The film was directed by Bruce Davison who also stars as a local sheriff. It premiered on TV on June 30, 2012 and was released on DVD and Blu-ray on August 14, 2012. The film features a cameo by Alice Cooper playing himself. It is unrelated to the 1970 film of the same name.

==Plot==
A hunter tries to shoot a bear to bring home as a trophy until a large, hairy creature attacks and kills him. The creature appeared to be the legendary monster Bigfoot who then goes back to his cave to sleep. He then attacks and kills an elderly couple by turning over their RV. When Bigfoot attacks a 1980s-themed rock concert in Deadwood, South Dakota, after the noise disturbed its hibernation, the cynical event organizer Harley Henderson (Danny Bonaduce) tries to kill the giant beast and create a tourist attraction around its stuffed body.

However, his former musical partner, Simon Quinn (Barry Williams), now an environmentalist, realizes the creature is the last of its species and is determined to make sure it does not become extinct. Harley goes to great lengths to kill the creature, in order to save his concert from being canceled, but Simon thinks that the creature is just protecting its territory from trespassers. Harley assembles a team of hunters and mercenaries to track down Bigfoot. A group of men and women try to capture Bigfoot on camera, but all of them get killed.

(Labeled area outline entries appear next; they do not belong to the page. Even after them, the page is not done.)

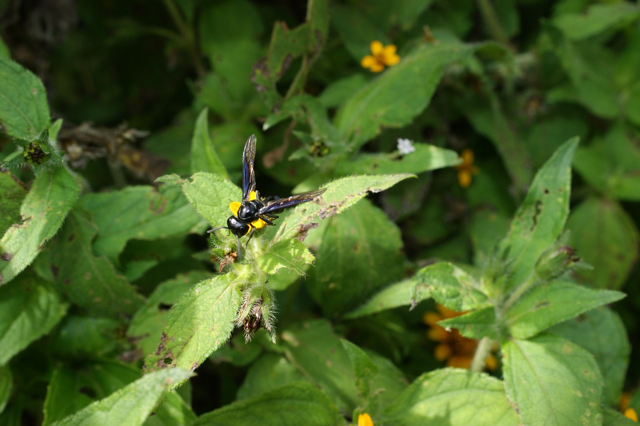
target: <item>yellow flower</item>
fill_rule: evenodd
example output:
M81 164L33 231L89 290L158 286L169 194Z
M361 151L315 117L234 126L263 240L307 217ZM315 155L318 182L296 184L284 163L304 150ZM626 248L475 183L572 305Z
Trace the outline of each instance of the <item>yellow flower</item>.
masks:
M447 331L437 324L438 321L459 316L466 313L456 312L437 304L436 309L438 313L427 312L422 317L424 323L429 325L427 336L438 342L434 353L436 359L441 361L447 360L448 367L468 368L477 348L477 341L463 337L455 329ZM486 368L492 371L498 367L498 360L493 354L490 354L484 363Z
M373 426L373 420L366 413L358 415L358 426Z
M625 417L630 418L634 422L638 421L638 414L636 410L629 407L629 401L631 400L631 395L623 392L620 395L620 411L624 414Z
M460 158L462 158L462 163L456 166L458 183L463 188L468 188L471 184L471 176L477 173L479 169L474 165L474 152L468 148L462 151Z
M367 54L360 61L363 68L369 69L372 72L380 72L385 67L392 67L400 61L400 56L396 53L396 46L388 44L383 46L377 40L371 42L369 46L371 54Z

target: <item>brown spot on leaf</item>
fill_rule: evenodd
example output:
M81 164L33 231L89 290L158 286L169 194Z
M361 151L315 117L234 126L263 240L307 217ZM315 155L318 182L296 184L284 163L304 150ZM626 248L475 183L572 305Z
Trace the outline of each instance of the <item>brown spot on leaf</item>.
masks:
M314 229L318 227L317 222L312 222L309 224L305 224L304 225L300 225L298 227L298 231L296 233L298 235L294 238L298 241L302 242L305 240L307 238L307 234L308 234L309 231L311 229Z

Simon uses a hang glider to spot the creature, while Harley and his men try to kill him. However, Bigfoot kills three men in the process. Harley uses a rifle to shoot down Simon's hang glider. Army helicopters pursue the creature, leading it straight to the concert. Most of Simon's activist friends get killed by Bigfoot or the National Guard for their interference. They evacuate the town to avoid more casualties.

With all her men killed, Sheriff Alvarez (Sherilyn Fenn) and her partner Gunderson (Bruce Davison) try to call off an air strike after they spot Henderson and Quinn on Mount Rushmore trying to trap the creature. Gunderson gets killed when Bigfoot kicks his patrol car into a tree, crushing Henderson. Gunderson tells Alvarez that she is a great sheriff and that her father would be proud. Unfortunately, Bigfoot is killed when attack jets fire missiles at him, destroying Mount Rushmore as well.

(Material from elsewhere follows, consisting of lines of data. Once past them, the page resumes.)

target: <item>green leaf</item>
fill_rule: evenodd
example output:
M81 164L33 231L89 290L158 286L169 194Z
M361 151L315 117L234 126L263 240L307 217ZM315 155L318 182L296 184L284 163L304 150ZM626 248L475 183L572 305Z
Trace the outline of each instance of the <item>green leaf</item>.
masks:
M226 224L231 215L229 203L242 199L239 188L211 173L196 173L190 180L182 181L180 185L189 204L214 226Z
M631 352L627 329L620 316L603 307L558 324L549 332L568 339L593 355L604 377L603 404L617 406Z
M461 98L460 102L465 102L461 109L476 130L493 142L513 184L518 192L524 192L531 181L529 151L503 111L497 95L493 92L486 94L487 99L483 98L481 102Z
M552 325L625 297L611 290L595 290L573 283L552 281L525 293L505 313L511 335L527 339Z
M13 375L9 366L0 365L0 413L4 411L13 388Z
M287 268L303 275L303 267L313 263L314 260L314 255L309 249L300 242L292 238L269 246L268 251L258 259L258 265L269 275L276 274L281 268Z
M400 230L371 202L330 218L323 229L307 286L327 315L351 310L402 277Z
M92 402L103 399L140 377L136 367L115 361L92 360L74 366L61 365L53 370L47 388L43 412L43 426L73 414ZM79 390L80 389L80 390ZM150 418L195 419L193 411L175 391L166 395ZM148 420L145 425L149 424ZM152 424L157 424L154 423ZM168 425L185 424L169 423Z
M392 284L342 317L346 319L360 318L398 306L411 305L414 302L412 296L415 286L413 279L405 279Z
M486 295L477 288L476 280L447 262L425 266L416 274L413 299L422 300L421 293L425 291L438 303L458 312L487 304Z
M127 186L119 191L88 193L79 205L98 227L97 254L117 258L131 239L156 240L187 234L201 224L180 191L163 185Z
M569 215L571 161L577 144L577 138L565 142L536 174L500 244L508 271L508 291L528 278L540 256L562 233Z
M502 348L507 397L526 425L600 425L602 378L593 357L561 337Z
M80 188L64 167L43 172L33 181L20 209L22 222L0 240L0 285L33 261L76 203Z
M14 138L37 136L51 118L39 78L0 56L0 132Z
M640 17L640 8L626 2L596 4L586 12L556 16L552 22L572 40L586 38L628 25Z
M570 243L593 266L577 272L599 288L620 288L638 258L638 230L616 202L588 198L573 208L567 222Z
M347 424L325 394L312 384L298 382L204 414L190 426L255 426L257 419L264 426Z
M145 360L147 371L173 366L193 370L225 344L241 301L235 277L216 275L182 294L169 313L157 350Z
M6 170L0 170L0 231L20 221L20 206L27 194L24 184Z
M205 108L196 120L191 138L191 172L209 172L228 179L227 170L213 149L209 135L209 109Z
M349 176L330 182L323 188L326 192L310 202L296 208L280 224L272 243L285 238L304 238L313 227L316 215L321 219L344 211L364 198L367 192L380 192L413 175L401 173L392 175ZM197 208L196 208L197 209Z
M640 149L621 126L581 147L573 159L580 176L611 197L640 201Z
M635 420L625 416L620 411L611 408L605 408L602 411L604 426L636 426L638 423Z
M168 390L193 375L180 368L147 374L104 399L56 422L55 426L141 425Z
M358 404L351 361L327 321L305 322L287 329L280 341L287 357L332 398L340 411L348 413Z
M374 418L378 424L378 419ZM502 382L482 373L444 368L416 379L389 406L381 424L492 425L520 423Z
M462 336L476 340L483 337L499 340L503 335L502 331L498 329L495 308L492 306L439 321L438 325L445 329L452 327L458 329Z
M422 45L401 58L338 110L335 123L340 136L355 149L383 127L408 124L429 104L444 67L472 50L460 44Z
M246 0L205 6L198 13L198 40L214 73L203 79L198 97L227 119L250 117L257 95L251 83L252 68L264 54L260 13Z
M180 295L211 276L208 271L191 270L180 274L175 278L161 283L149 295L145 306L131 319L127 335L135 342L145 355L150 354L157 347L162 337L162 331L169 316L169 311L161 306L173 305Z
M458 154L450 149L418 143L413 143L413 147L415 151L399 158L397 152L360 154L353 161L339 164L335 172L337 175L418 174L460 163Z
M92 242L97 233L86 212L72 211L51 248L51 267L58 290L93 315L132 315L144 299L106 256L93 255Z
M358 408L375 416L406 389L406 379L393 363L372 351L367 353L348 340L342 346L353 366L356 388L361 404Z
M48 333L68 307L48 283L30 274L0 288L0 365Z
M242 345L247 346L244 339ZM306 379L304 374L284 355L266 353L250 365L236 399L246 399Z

A year later, Mayor Tom Gillis, having survived his injuries, congratulates Henderson and Quinn for being heroes, and unveils a statue of them in their honor. Mount Rushmore is also being rebuilt as a new monument.

==Cast==
- Danny Bonaduce as Daniel "Harley" Henderson
- Barry Williams as Simon Quinn
- Sherilyn Fenn as Sheriff Becky Alvarez
- Howard Hesseman as Mayor Tommy Gillis
- Bruce Davison as Sheriff Walt Gunderson
- Andre Royo as Al Gurney
- Stephanie Sarreal Park as Priya
- Cynthia Geary as Sueanne
- Noelia Rodriguez as Delia
- Toan Le as Alex
- Demetrius Sager as Max
- Ulric Dihle as Colonel Tifton
- Jennifer Ropella as Lynn
- John Paulsen as Andrew Laurich
- Rosslyn Luke as Tina Gould
- Sherril L. Johnson as Ashley
- Michael Patten as Barnes, One of Gurney's Men
- Mark Carr as Cooper
- Cordelia Storm Bickford as Kara
- Jason Nash as Logan
- Robert Alan Barnett as Steve
- Bob Bragg as Eddy (uncredited)
- Alice Cooper as Himself
- Gary Kasper as Bigfoot (voice)

==Release==
On August 14, 2012 it was released on Blu-ray and DVD by Gaiam International and Asylum. Gaiam later re-released the film on July 9, 2013.

==Reception==
Ian Jane from DVD Talk gave the film a negative review, writing, "Bigfoot is not scary, interesting or good - it is mildly amusing in a bad movie sort of way, and if you find yourself with an uncontrollable urge to seek whatever may lie at the bottom of the straight to video barrel you can have some fun with it, but yeah, this movie is awful." Craig McGee from HorrorNews.net hated the film, panning the film's dialogue, script, and overly preachy environmentalist message. Brett Gallman from Oh, the Horror! gave the film a negative review, calling it " a movie that's sometimes impossibly bad, especially because it's never quite that obvious just how aware it is of its own badness."